Selecting Elements by Class in XPath: Syntax, Examples, and Pitfalls

Class names are often the quickest way to target elements when you scrape a page. But in XPath, they are not as simple as they look. Because HTML stores multiple classes inside a single space-separated attribute value, a selector that seems correct can still match the wrong element or miss the right one entirely.
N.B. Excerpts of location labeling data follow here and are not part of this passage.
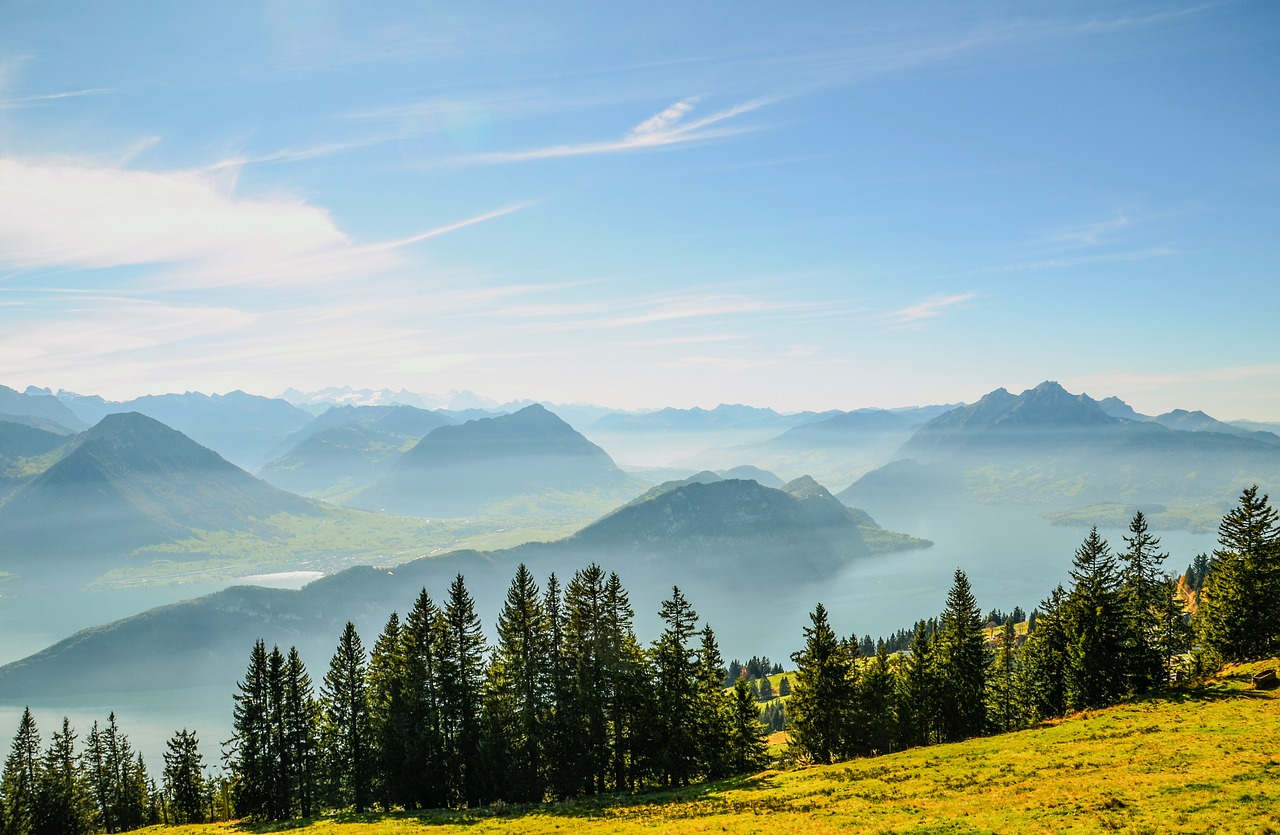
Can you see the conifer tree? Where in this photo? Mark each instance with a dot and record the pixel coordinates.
(1096, 625)
(63, 803)
(1045, 657)
(746, 747)
(1142, 597)
(1004, 706)
(961, 661)
(917, 690)
(712, 708)
(676, 667)
(461, 680)
(517, 696)
(184, 779)
(301, 747)
(347, 738)
(878, 705)
(251, 745)
(425, 745)
(22, 778)
(388, 716)
(560, 737)
(629, 708)
(1240, 599)
(823, 701)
In this blog post, you’ll learn how to select elements by class in XPath, when to use exact or partial matching, and how to avoid common class matching pitfalls.

Selecting Elements by Class in XPath

TL;DR

  • XPath can match class attributes with either exact matching or contains()
  • Exact matching only works when the class value is an exact full-string match
  • contains(@class, "value") is flexible, but it can match unintended substrings
  • The safest pattern for full class matching is contains(concat(" ", normalize-space(@class), " "), " classname ")
  • When class names are unstable or generated dynamically, structural selectors or other attributes are often a better choice

How to write XPath for class name

There are 2 main ways to select elements by class in XPath: exact matching and partial matching. Both work, but they solve slightly different problems.
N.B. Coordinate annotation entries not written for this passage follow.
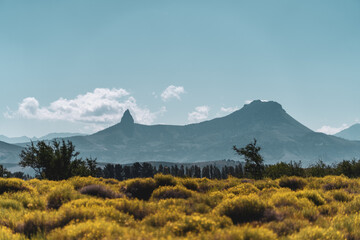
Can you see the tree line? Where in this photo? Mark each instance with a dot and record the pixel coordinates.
(58, 160)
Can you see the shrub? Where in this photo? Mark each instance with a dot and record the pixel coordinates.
(171, 192)
(348, 224)
(36, 222)
(313, 196)
(80, 182)
(191, 224)
(294, 183)
(13, 185)
(241, 233)
(60, 195)
(10, 204)
(190, 184)
(28, 200)
(266, 183)
(317, 233)
(341, 195)
(7, 234)
(92, 229)
(289, 199)
(99, 191)
(243, 189)
(164, 180)
(140, 188)
(137, 208)
(243, 208)
(310, 213)
(160, 219)
(336, 182)
(287, 226)
(353, 206)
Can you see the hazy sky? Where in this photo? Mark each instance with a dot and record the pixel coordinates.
(75, 66)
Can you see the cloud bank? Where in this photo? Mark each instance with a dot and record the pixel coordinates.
(332, 130)
(200, 114)
(102, 106)
(228, 109)
(172, 92)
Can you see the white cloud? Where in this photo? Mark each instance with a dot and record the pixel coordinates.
(332, 130)
(172, 92)
(101, 107)
(250, 101)
(228, 109)
(201, 113)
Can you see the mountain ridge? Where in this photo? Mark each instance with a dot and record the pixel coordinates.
(351, 133)
(281, 137)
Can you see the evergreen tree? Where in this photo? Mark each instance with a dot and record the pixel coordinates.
(254, 163)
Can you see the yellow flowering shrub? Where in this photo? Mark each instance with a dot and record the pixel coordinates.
(317, 233)
(181, 208)
(7, 234)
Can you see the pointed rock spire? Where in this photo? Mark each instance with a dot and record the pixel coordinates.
(127, 119)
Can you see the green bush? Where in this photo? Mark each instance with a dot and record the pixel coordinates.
(171, 192)
(294, 183)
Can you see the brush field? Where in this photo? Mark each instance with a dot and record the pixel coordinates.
(166, 207)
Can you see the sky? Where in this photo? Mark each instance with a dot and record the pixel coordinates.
(76, 66)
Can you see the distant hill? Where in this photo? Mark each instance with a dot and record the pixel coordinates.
(9, 153)
(351, 133)
(281, 137)
(49, 136)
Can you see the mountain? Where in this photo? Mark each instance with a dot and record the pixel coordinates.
(351, 133)
(281, 137)
(9, 153)
(14, 139)
(49, 136)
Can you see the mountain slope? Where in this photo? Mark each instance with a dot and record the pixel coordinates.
(351, 133)
(281, 137)
(24, 139)
(9, 153)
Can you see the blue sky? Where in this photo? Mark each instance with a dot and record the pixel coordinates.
(74, 66)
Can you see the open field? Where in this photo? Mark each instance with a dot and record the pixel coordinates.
(165, 207)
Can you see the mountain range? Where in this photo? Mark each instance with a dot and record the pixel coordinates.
(25, 139)
(280, 136)
(351, 133)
The most direct version is an exact match:

//element[@class="classname"]

This only works when the class attribute is exactly classname and nothing else. That means it is only reliable when the element has one class, or when you know the full class string exactly as it appears in the HTML.

For example, this XPath matches:

<div class="product-card"></div>

But it does not match:

<div class="product-card featured"></div>

That's where many XPath selectors start to fail. In HTML, multiple classes are stored as a single space-separated string within the same class attribute. XPath does not treat them as separate tokens automatically. It just sees one attribute value.

The more flexible option is partial matching with contains():

//element[contains(@class, "classname")]

This matches whenever the class attribute contains that text anywhere inside the string. It is much more practical when elements carry multiple classes, and you only need to target one of them.

So the short version is this:

  • Use @class="classname" when you need an exact full-string match.
  • Use contains(@class, "classname") when the element may have multiple classes.

That is why partial matching is more common in real-world scraping. Exact matching is cleaner, but it breaks quickly as the class list grows or the order changes.

If you are weighing XPath against another selector style, it also helps to understand how to choose between XPath and CSS selectors for web scraping:

XPath:

//div[contains(concat(" ", normalize-space(@class), " "), " product-card ")]

CSS:

.product-card

Skip the boilerplate

Decodo's Web Scraping API handles proxies, CAPTCHAs, and anti-bot detection so your code stays short and your requests actually land.

How to use partial class name in XPath

If the element you want can have multiple classes, contains() is usually the first XPath pattern people reach for.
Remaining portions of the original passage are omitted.